Seaspray residents vow to do whatever it takes to protect land

Phil Evans and Noah Beecher Kelk

Chain Reaction #120, March 2013,

In a show of determination and courage, residents of coastal Victorian town Seaspray have taken a pledge to "do whatever it takes to protect water, soil and air, even if it means taking part in peaceful direct action and risking arrest". Residents took the pledge near the site of the Wombat 5 drill site which Lakes Oil, a company backed by Gina Rinehart, has earmarked for further exploration for 'tight gas'.

Growing pressure from community groups across the state, Friends of the Earth, Lock the Gate and Quit Coal saw the moratorium on the hydraulic fracturing ('fracking') process extended until 2015. However the current moratorium does not cover all exploration activities, including drilling techniques that involve similar risks to the fracking process. Lakes Oil has applied to explore further for tight gas in the area using a 'horizontal drilling' technique, which will not be covered by the moratorium.

Lakes Oil's Rob Annells said in The LaTrobe Valley Express last year that the process "would involve a horizontal drill at 1500 metres below the surface. As you drill vertically down, the rock gets tighter and tighter. The rock that we'll be accessing was on the surface millions of years ago, so the permeability is better than what you're looking at another 1000m deeper ... by keeping ourselves within that top weathered zone and going horizontal within it, we believe we'll get that (gas) flow naturally, without any artificial stimulation, which hopefully will be commercial."

The company wants to proceed with the project despite 98% of the Seaspray community opting to declare their town gasfield-free last year, and in direct contradiction to Premier Napthine's assurance in November that: "We will never, ever allow onshore gas, if it jeopardises our underground water, if it jeopardises our environment, and if it jeopardises our food and agricultural production".

The process Lakes Oil wants to use is dangerous because a shallow aquifer near the well could easily become contaminated by fugitive methane emissions. There are also fears that the casing of the well may fail and contaminate the water, which is extremely likely after several years.

Lock the Gate's Victorian co-ordinator, Ursula Alquier, laid down an election-year ultimatum to the government and their junior coalition partners: "Without assurance from [Victorian National Party leader] Mr Ryan and the Premier to protect rural communities like Seaspray as promised in November, we will be left with no other option but to commence peaceful direct action and blockade Lakes Oil if they attempt to drill here again."

Quit Coal and CounterAct, campaigns running out of Friends of the Earth, have been working to train and support the local community in developing skills that they will require to successfully deploy peaceful direct action tactics and have also promised to actively support the community should the need for such non-violent direct action arise.

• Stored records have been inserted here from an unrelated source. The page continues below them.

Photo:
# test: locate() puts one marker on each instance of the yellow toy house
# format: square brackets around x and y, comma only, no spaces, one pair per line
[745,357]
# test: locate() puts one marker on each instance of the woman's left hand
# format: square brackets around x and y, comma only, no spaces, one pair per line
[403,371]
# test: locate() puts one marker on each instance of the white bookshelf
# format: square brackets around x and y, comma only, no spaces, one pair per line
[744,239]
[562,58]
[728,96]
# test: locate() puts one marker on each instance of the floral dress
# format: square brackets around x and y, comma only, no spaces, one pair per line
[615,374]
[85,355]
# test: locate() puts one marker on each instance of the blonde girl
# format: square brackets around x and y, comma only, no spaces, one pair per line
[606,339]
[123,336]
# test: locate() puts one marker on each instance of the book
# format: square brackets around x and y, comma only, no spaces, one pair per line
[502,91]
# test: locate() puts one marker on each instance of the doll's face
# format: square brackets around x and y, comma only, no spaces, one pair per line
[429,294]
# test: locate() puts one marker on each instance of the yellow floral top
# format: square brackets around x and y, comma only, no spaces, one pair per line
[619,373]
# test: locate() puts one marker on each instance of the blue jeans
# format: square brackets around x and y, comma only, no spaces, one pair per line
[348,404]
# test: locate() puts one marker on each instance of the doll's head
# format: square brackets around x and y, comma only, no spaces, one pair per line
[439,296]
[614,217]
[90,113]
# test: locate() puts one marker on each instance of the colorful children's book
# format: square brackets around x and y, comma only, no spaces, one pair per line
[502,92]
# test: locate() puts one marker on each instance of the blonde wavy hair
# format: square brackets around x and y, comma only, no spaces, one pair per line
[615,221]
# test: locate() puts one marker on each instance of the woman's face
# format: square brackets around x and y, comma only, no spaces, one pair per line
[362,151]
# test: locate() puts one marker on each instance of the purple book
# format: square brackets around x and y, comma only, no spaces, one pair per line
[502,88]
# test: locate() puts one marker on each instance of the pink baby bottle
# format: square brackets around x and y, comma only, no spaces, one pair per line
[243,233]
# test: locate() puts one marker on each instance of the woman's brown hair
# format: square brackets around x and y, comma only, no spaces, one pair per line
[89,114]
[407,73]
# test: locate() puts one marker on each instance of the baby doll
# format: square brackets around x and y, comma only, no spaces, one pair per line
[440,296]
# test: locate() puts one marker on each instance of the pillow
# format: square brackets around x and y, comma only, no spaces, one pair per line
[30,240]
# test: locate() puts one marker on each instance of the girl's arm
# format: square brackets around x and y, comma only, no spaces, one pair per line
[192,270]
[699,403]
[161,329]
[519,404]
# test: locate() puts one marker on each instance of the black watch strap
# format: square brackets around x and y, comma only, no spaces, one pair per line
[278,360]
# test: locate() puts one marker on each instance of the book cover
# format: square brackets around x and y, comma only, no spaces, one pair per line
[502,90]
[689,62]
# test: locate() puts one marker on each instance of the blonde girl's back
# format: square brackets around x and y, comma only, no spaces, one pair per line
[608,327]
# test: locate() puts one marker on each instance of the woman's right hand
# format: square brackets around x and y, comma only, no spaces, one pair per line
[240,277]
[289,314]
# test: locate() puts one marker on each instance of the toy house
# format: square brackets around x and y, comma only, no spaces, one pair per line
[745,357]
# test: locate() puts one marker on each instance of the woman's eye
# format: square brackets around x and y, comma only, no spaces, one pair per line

The community's pledge is even more courageous in light of the current push by the Napthine government to make changes to the Summary Offences and Sentencing Act. The changes to the laws will mean that police will have increased powers to issue move-on notices to demonstrations, pickets, and blockades, and to issue on-the-spot fines of approximately $700. Furthermore, the new police powers will mean that individuals may be barred from areas like the Melbourne CBD or Seaspray for up to 12 months, and face prison sentences of up to two years if they do not comply.

Residents of Seaspray, along with Quit Coal and Friends of the Earth activists were amongst the 3000 strong, union-led group that rallied in Melbourne city on Tuesday February 18. They called for an end to Napthine's 'Silencing Act' and demanded that the government uphold the right to demonstrate.